Tzu Han Hung (Vivian) CASE 2 1. Estimated profit by random selection
Expected spending per catalog mailed = 0.053 * $103 = $5.46
Expected Gross Profit by random select= (5.46-2)*180,000 = $622,800 2. a) We applied partition to “All_data” sheet, and partition output is shown in “Data_Partition1”
b) Logistic regression output can be seen in “LR_Output1”. Target variable is “purchase”. We select every variable except sequence_number(meaningless variable), source_w(removed from one of “source” variables because it is redundant), and spending (no meaning for target variable, purchase probability).
We choose the subset with 7 coefficients, since it has Cp value of 7.4 (closer to 7) as well as the probability greater than 10%. We applied the regression model to testing and validation dataset (output is in “LR_Output2”, “LR_Testscore2”, and “LR_ValidLiftChart2”). In testcore sheet, we can see the probability output we generated for each row from test data. Below shows the regression model and scoring summary.

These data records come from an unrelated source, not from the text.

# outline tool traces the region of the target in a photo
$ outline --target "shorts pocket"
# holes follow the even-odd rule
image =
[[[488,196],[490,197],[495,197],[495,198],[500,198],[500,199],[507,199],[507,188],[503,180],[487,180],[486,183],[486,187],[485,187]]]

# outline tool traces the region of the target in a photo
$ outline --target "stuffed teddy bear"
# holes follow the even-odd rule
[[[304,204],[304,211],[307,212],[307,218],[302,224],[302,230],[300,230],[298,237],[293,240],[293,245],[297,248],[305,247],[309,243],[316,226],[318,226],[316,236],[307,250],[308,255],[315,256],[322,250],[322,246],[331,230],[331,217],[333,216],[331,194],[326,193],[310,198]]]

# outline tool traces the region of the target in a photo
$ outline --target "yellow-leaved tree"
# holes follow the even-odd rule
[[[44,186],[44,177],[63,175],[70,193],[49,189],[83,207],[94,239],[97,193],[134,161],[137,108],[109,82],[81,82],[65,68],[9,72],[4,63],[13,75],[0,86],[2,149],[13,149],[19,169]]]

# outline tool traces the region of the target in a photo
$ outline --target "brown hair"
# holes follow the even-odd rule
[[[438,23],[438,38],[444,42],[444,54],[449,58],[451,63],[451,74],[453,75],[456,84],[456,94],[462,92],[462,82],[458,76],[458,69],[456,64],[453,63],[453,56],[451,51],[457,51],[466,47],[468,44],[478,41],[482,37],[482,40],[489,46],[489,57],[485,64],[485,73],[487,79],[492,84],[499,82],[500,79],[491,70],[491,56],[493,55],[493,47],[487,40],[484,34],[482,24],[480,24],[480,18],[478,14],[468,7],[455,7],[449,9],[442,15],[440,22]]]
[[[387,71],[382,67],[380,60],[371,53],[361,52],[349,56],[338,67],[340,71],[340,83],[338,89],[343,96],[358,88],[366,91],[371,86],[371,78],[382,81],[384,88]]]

3. a) the data of purchaser only is in “Purchasers_only” sheet b) Partition is shown in “Data_Partition2” sheet
c) Multiple Linear regression output can be seen in “MLR_Output1”. Target variable is “spending”. We select every variable except sequence_number(meaningless variable), source_w(removed from one of “source” variables because it is redundant), and purchase(all are 1 here).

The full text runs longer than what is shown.